27 Pada kenyataannya, manusia hidup berdampingan antara satu dengan yang lain, antara orang kaya dan miskin, serta laki-laki dan perempuan. Dan inilah yang mendorong adanya sekolah dengan mencampur antara laki-laki dan perempuan dalam satu lembaga pendidikan atau disebut dengan sekolah koedukasi. Sekolah koedukasi merupakan tipe sekolah yang membuka peserta didik bagi laki-laki maupun perempuan (Wiyatmi, 2013: 34). Sekolah koedukasi menawarkan lingkungan yang heterogen bagi para peserta didiknya, sehingga ada beberapa hal positif atau negative yang akan didapatkan, seperti banyaknya pengaruh yang dapat merusak akibat pergaulan bebas, dan lainnya (Dimyati dan Mudjiyono, 2009: 80). Namun ada sisi positif lainnya seperti adanya suasana beragam sehingga peserta didik tidak jenuh dan apabila peserta didik dibina dengan pergaulan yang baik, maka dalam kehidupan nyata mereka akan mudah mengaplikasinnya. 2) Sekolah Non-Koedukasi (Non-Coeducational Schools/Sigle Sex Schools) Dengan adanya sistem sekolah koedukasi yang memberikan lingkungan heterogen terhadap peserta didik, dan juga didorong adanya sisi negative dan usaha baru untuk menekan problematika pergaulan bebas antara lawan jenis, maka sekolah non-koedukasi muncul sebagai pilihan lain dalam lembaga pendidikan. Adapun pengertian sekolah non-koedukasi merupakan lawan dari sekolah

28 koedukasi, yaitu sekolah yang mengkhususkan bagi satu jenis kelamin saja, yaitu sekolah putra atau sekolah putri (Wiyatmi, 2013: 34). Dalam sekolah non-koedukasi, tercipta sebuah lingkungan homogeny yang nantinya akan berpengaruh pula dalam tujuan dan pembelajaran. Sekolah tipe non-koedukasi, disinyalir dapat lebih mudah menyebarkan pengaruh positif dan memudahkan pembelajaran (Dimyati dan Mudjiyono, 2009: 80). Meskipun ada pendapat bahwa akan menimbulkan kesan bosan, tetapi pengontrolan akan mudah untuk dilakukan, sehingga dapat meminimalisir pergaulan negative yang akan ditimbulkan bila bercampur dengan lawan jenis (Danim, 2013: 76).

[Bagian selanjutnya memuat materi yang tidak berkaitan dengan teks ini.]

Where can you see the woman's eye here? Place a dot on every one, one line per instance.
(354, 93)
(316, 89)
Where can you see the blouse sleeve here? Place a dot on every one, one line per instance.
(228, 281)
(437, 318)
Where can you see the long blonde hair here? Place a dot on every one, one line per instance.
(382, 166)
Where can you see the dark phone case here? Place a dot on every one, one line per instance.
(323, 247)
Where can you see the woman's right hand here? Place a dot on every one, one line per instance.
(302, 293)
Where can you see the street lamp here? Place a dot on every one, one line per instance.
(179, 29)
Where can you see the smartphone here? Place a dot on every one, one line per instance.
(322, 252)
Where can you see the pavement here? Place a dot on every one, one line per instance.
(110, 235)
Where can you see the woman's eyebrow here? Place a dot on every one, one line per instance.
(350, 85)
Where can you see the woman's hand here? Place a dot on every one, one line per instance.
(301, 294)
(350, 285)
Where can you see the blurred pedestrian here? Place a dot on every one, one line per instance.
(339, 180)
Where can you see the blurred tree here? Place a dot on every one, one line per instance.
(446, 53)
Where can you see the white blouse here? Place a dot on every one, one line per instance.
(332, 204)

Dengan demikian, perintah gaḍ al-baṣar memiliki misi yang sama dalam dunia pendidikan Islam, yaitu untuk membimbing manusia agar menjadi pribadi utama dengan dihiasi nilai-nilai Islam, terutama dalam hal memimpin diri, yang diwujudkan dengan mengotrol syahwat seksual pribadi masing-masing. Karena, dengan hawa nafsu yang terkendali, maka akan lebih mudah untuk mengendalikan diri sendiri. Dan bila seseorang sudah mahir memimpin diri sendiri, maka untuk memberikan perubahan dan bimbingan bagi orang lain juga mudah untuk dilakukan.